Lack of Child Care Associated with Higher Unemployment among Women Compared to Men
States that closed childcare facilities at the beginning of the pandemic saw a reduction of 611,000 positions among working mothers.
From housework to child care, women spend more time on unpaid labor than men, and the COVID-19 pandemic has only exacerbated this gender inequality. When many states mandated the closure of child care facilities at the start of the pandemic, working mothers likely assumed a higher burden of additional childcare duties.
Now, a new study led by a School of Public Health researcher has found that state-level child care facility closures were associated with a greater reduction in employment among women in comparison to men during the first year of the pandemic.
Published in the journal JAMA Health Forum, the study uses data from the SPH-led COVID-19 US State Policy Database, along with census and survey data from the Current Population Survey, to examine childcare facility closures and overall changes in employment among women and men in households with children under six years old from January 2020 to December 2020. The researchers found that in states that shut down childcare services, the likelihood of a woman being employed decreased by 2.6 percentage points—equating to an estimated 611,000 positions among 23.5 million working mothers with young children.
“We know from past research that women tend to take on more responsibilities for doing housework and taking care of children, and the pandemic was no different,” says Yevgeniy Feyman, study lead author and a PhD student in health services research at BUSPH. “Parents of young children, in particular, had to figure on the fly how to manage without schools and childcare in many states.
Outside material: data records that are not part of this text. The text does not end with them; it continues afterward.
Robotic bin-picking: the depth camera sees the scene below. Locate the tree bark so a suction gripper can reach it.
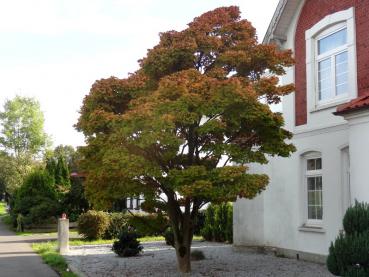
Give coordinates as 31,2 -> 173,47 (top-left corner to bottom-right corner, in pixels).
175,241 -> 191,274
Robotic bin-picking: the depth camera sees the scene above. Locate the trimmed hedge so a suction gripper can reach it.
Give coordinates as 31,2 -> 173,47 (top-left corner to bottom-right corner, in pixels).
77,210 -> 110,240
127,213 -> 169,236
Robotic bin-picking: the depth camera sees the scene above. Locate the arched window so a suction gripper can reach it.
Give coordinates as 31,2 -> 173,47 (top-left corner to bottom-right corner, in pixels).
305,7 -> 356,111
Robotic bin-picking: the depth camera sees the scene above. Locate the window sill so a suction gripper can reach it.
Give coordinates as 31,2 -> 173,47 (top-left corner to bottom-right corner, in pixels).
298,225 -> 326,233
310,98 -> 351,113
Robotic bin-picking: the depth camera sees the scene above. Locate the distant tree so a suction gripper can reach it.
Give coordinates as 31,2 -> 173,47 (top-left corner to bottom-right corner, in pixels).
0,96 -> 48,158
55,156 -> 70,188
76,6 -> 295,273
54,145 -> 78,172
0,96 -> 49,193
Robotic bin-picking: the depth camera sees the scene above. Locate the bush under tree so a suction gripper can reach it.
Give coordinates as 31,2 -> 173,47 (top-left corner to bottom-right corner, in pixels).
77,210 -> 110,240
327,201 -> 369,276
112,230 -> 143,257
104,213 -> 129,239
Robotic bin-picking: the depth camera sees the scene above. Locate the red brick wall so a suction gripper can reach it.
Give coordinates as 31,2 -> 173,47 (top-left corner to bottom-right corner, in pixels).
294,0 -> 369,126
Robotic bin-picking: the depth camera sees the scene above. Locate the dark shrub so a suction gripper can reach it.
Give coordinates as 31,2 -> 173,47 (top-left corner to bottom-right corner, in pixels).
12,169 -> 60,226
343,201 -> 369,235
77,210 -> 110,240
104,213 -> 129,239
201,203 -> 233,243
164,227 -> 175,247
128,213 -> 169,236
112,230 -> 143,257
63,176 -> 90,221
193,211 -> 205,236
201,204 -> 215,241
327,201 -> 369,276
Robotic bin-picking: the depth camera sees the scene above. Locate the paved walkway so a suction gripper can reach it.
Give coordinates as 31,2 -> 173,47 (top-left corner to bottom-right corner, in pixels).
0,219 -> 58,277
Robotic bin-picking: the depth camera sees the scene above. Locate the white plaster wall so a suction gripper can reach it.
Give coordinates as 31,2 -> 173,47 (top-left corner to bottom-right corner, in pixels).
235,126 -> 349,255
234,0 -> 354,256
346,111 -> 369,203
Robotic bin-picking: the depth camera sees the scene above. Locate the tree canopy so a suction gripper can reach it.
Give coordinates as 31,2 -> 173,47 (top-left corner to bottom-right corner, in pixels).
76,6 -> 295,273
0,96 -> 49,194
0,96 -> 48,158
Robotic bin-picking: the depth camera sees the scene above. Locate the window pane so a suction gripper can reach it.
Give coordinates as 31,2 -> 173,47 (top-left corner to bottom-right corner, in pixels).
316,206 -> 323,220
307,159 -> 316,171
318,28 -> 347,55
308,206 -> 316,219
335,51 -> 348,96
307,177 -> 315,190
318,58 -> 332,100
316,176 -> 322,190
315,158 -> 322,170
308,191 -> 316,205
315,191 -> 322,206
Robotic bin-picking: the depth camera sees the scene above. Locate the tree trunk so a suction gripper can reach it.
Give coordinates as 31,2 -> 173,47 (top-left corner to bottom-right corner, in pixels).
175,241 -> 191,274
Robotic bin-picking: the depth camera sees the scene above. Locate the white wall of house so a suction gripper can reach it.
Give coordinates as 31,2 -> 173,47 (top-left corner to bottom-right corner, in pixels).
343,110 -> 369,204
233,2 -> 366,258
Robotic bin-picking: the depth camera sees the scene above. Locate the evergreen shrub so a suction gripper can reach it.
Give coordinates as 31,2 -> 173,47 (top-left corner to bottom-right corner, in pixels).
327,201 -> 369,276
12,169 -> 60,226
112,230 -> 143,257
200,203 -> 233,243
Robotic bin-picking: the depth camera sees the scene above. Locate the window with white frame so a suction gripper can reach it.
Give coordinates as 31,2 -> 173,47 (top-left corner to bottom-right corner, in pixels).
305,156 -> 323,223
317,25 -> 348,103
305,7 -> 356,110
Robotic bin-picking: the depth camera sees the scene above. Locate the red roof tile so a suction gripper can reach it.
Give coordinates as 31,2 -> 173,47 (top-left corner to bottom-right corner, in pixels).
335,91 -> 369,115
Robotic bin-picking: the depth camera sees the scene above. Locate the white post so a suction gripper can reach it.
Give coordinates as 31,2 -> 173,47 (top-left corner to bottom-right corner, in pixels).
58,217 -> 69,254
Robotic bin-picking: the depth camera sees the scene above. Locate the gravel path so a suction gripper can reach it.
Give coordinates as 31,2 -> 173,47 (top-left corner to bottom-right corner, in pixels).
64,241 -> 333,277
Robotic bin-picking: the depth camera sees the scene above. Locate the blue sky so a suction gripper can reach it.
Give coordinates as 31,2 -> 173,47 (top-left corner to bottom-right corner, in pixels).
0,0 -> 279,147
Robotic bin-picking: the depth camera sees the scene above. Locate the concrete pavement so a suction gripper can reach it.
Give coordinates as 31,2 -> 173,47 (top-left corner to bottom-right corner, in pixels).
0,219 -> 58,277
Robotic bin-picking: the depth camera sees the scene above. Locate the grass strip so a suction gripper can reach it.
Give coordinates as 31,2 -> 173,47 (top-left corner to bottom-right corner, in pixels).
32,241 -> 78,277
69,235 -> 203,246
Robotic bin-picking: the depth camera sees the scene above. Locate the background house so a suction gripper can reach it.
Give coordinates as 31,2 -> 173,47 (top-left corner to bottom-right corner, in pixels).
234,0 -> 369,262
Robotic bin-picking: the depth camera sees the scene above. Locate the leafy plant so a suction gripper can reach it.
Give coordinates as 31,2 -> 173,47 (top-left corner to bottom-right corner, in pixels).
127,213 -> 169,236
112,230 -> 143,257
104,213 -> 129,239
12,169 -> 60,226
327,201 -> 369,276
77,210 -> 110,240
201,203 -> 233,243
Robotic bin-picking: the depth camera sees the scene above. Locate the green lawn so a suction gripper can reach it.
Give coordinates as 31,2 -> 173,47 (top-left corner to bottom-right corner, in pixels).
0,201 -> 13,227
32,242 -> 78,277
0,202 -> 7,216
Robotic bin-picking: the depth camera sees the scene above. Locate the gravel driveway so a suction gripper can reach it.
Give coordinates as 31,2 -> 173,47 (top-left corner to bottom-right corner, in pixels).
64,241 -> 333,277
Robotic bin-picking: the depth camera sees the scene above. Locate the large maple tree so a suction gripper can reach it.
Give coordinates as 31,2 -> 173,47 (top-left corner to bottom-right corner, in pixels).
76,6 -> 295,273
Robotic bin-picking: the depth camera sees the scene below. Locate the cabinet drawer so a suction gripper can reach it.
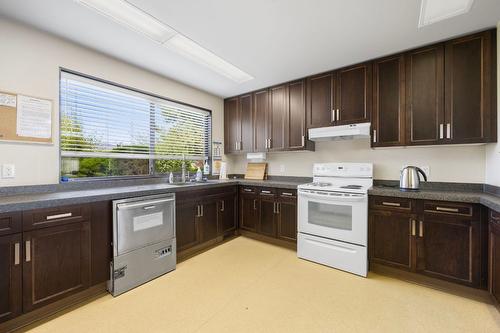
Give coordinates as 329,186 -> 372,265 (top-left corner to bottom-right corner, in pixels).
258,187 -> 277,196
240,186 -> 257,194
423,201 -> 473,217
370,196 -> 414,211
23,204 -> 90,231
278,189 -> 297,199
0,212 -> 22,236
491,210 -> 500,223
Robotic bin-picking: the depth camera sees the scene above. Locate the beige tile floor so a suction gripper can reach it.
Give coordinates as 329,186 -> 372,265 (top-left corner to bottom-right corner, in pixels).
24,237 -> 500,333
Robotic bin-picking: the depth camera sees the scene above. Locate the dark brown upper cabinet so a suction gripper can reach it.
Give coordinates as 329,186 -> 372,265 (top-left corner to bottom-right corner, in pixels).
224,95 -> 253,154
306,72 -> 335,129
405,44 -> 445,146
335,62 -> 372,125
372,55 -> 406,147
286,80 -> 307,150
444,30 -> 496,144
224,97 -> 239,154
268,85 -> 287,151
253,89 -> 269,152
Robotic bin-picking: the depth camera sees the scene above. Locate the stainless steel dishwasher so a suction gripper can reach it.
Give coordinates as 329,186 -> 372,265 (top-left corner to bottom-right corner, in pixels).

Our study found that this ‘motherhood penalty’ led to women leaving their jobs at higher rates than men.”
The researchers observed the largest differences in employment between men and women among households with Hispanic and White individuals, and that mothers’ work hours were reduced by one hour in states with childcare facility closures. While the year-long study period showed that employment differences by sex began to dissipate after state-level child care closures were lifted in June 2020, employment estimates did not return to pre-pandemic levels, nor were they equal between men and women, by December 2020.
These study findings support existing research that has shown that the labor market penalizes women much more than men for having children, Feyman says, and suggest that well-intentioned policies can exacerbate gender and economic inequities. Additional state-level policies that support women in families with children could address these issues, the researchers concluded.
For example, “to help mitigate some of these harmful effects, governors could follow the lead of other states and enact universal paid family leave policies,” Feyman says. “In New York, such a policy saw increased use of leave by both fathers and mothers.”
Other policies that help women return to work faster, such as a tax credit or deduction for firms that rehire workers, could also be useful but may be more challenging to implement, he says.
“Future work on this front should examine whether some states were able to mitigate the unintended consequences of childcare closures and other public health policies,” says Feyman. “If some states were more successful at doing so than others, that could provide a model for future policy changes.”
The study was co-authored by Kevin Griffith, assistant professor of health policy at Vanderbilt University School of Medicine, and Naomi Fener, nurse practitioner at the Corrigan Minehan Heart Center at Massachusetts General Hospital.